Elsevier

Gynecologic Oncology

Volume 83, Issue 2, November 2001, Pages 355-362
Gynecologic Oncology

Regular Article
Simultaneously Detected Endometrial and Ovarian Carcinomas— A Prospective Clinicopathologic Study of 74 Cases: A Gynecologic Oncology Group Study,☆☆

https://doi.org/10.1006/gyno.2001.6400Get rights and content

Abstract

Objectives. The coexistence of carcinomas of the endometrium and ovary occurs in about 10% of women with ovarian carcinoma. It is often unclear whether this represents synchronous primary tumors or metastasis from endometrium to ovary, or from ovary to endometrium; consequently, staging, therapy, and expected outcome are uncertain. The Gynecologic Oncology Group sought to study patients with simultaneously detected adenocarcinomas in the endometrium and ovary with disease grossly confined to the pelvis to explore the possible correlation among discrete tumor subsets, natural history, and survival.

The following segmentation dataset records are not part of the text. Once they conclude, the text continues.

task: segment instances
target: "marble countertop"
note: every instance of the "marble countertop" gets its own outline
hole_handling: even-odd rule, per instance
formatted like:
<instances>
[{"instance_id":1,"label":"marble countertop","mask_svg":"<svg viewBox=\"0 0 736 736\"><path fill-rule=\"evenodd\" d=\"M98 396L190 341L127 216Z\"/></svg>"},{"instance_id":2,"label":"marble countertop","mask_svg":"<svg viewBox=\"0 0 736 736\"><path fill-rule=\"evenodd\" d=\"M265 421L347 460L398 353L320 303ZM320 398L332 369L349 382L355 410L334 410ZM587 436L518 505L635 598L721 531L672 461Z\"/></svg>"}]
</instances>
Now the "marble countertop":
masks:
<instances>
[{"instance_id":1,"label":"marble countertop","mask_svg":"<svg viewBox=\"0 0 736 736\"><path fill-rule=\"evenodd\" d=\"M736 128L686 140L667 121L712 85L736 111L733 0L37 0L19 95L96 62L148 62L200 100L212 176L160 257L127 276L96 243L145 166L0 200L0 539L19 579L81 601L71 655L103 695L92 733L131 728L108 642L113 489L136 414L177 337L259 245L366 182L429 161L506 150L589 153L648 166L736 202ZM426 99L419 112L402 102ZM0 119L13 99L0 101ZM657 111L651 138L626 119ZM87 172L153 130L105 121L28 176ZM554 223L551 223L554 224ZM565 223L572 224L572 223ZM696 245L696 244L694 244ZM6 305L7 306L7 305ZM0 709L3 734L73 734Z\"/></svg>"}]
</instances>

Methods. Between 1985 and 1991, 85 patients were prospectively enrolled, of whom 74 were eligible. All were initially treated with total abdominal hysterectomy, bilateral salpingo-oophorectomy, and staging laparotomy, with radiation and chemotherapy left to the discretion of the treating physician and patient. Fifteen pathologic variables were examined to identify differences in tumor behavior.

Results. Of the 74 patients, 23 (31%) had microscopic spread of tumor in the pelvis or abdomen. Sixty-four (86%) patients had endometrioid carcinomas in both the endometrium and the ovary, and endometriosis was found in the ovary of 23 (31%) patients. There was concordance between the histologic grade of the tumor in the ovary and the uterus in 51 (69%) patients. The estimated probability of recurrence 5 years following staging surgery is 15.1% (95% confidence interval (CI): 8.7–25.2%). The presence of metastasis discriminated two groups of patients that experienced different probabilities of recurrence within 5 years: 10.0% (95% CI: 4.32–21.3%) for those with tumors confined to the uterus and ovary and 27.1% (95% CI: 13.0–48.5%) for those with metastasis (hazard ratio = 4.6, P = 0.006). The histologic grades of ovarian and uterine tumors also distinguished groups of patients with different probabilities of recurrence at 5 years: 8.0% (95% CI: 2.8–21.3%) for those patients with no more than grade 1 disease at either site and 22.4% (95% CI: 11.8–38.4%) for those with a higher grade in either the ovary or the endometrium (hazard ratio = 3.1, P = 0.047). The estimated overall probability of surviving 5 years is 85.9% and that of surviving 10 years is 80.3%.

Conclusion. The prognosis for women with simultaneously detected carcinomas in the uterus and ovary with gross disease confined to the pelvis is surprisingly good, particularly for those with disease microscopically limited to the uterus and ovary or of low histologic grade.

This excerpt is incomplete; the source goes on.